Saint Agatha’s Festival
Every year from the 3rd to the 5th of February, Catania commemorates its Patron Saint: Saint Agatha.
The first day of the festival is dedicated to the offering of wax candles. An evocative popular tradition requires that the donated candles are as tall and heavy as the person who is asking for the Saint’s clemency. Two 18th century carriages and eleven candalore - giant candles representing the guilds or artisans covered in artistic decorations, golden wood puttos, saints and scenes of the martyrdom, flowers and flags – are carried in procession.

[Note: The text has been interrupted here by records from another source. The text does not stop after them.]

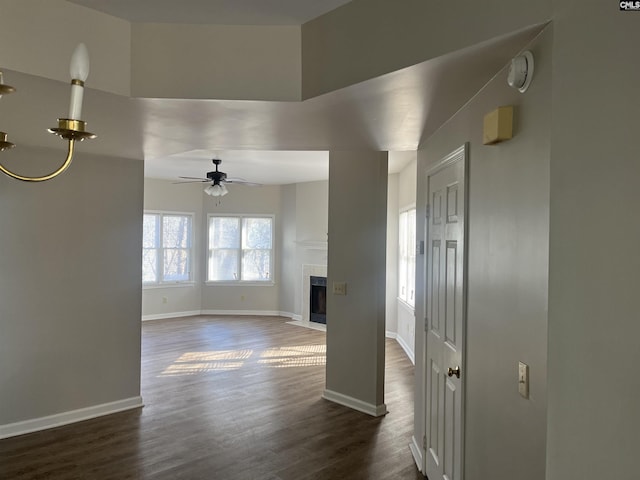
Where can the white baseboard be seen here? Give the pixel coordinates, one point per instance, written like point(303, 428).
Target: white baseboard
point(359, 405)
point(416, 451)
point(407, 349)
point(65, 418)
point(162, 316)
point(258, 313)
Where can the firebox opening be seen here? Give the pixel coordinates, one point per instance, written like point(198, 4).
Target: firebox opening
point(318, 300)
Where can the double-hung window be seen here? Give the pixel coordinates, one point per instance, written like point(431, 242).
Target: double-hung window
point(240, 249)
point(167, 248)
point(407, 257)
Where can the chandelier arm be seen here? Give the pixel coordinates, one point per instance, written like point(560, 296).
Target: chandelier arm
point(54, 174)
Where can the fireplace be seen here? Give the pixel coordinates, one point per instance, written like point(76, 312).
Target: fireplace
point(318, 299)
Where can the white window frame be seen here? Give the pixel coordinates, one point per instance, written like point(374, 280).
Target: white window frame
point(407, 255)
point(239, 281)
point(160, 251)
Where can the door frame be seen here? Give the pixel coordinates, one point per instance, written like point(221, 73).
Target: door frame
point(459, 154)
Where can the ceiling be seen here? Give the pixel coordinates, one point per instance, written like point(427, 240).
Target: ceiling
point(215, 12)
point(261, 141)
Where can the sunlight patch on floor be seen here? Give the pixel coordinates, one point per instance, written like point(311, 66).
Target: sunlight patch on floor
point(195, 363)
point(296, 356)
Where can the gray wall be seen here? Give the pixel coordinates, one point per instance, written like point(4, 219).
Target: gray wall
point(594, 324)
point(357, 250)
point(70, 286)
point(507, 275)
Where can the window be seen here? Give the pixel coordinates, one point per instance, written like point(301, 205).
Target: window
point(407, 260)
point(167, 244)
point(240, 249)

On the 4th of February the bust of Saint Agatha, shining gold with precious stones, is carried in procession along the city streets for the whole day. The devout followers wear a traditional sacco – a white ankle length tunic, tied at the waist by a rope – a black velvet cap, white gloves and a folded white handkerchief which they wave.

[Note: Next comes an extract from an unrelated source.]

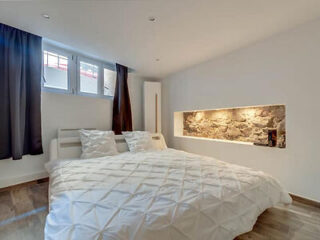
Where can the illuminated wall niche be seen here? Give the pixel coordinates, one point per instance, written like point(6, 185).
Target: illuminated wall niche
point(260, 125)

The procession starts again in the afternoon of the 5th February until the early hours of the morning when fireworks mark the end of the festivities.
The story of the martyrdom of Saint Agatha began when the Roman consul Quiziano asked for her hand in marriage. After many refusals, the consul imprisoned Agatha, subjecting her to brutal violence, including the removal of her breasts. It is said that whilst Agatha was imprisoned, she was consoled and treated by St Peter: her wounds healed and her breasts reappeared. Finally, the consul decided to burn her at the stake. During this martyrdom a woman covered Agatha with her veil which did not burn: it is the so called Veil of Saint Agatha, to which miracles have been attributed, the last of which was in 1887: the veil was taken to the town of Nicolosi by Archbishop Cardinal Dusmet, and it halted the lava flow which threatened to reach the town.
The image of the wrenched breasts is linked to the so called Minnuzze of Saint Agatha: pastries made with ricotta and short crust pastry whose shape and cherry on the top recall the breasts of the Saint; moreover, during the festival olivette di Sant’ Agata (Saint Agatha’s olives) are eaten: pistachio marzipan balls.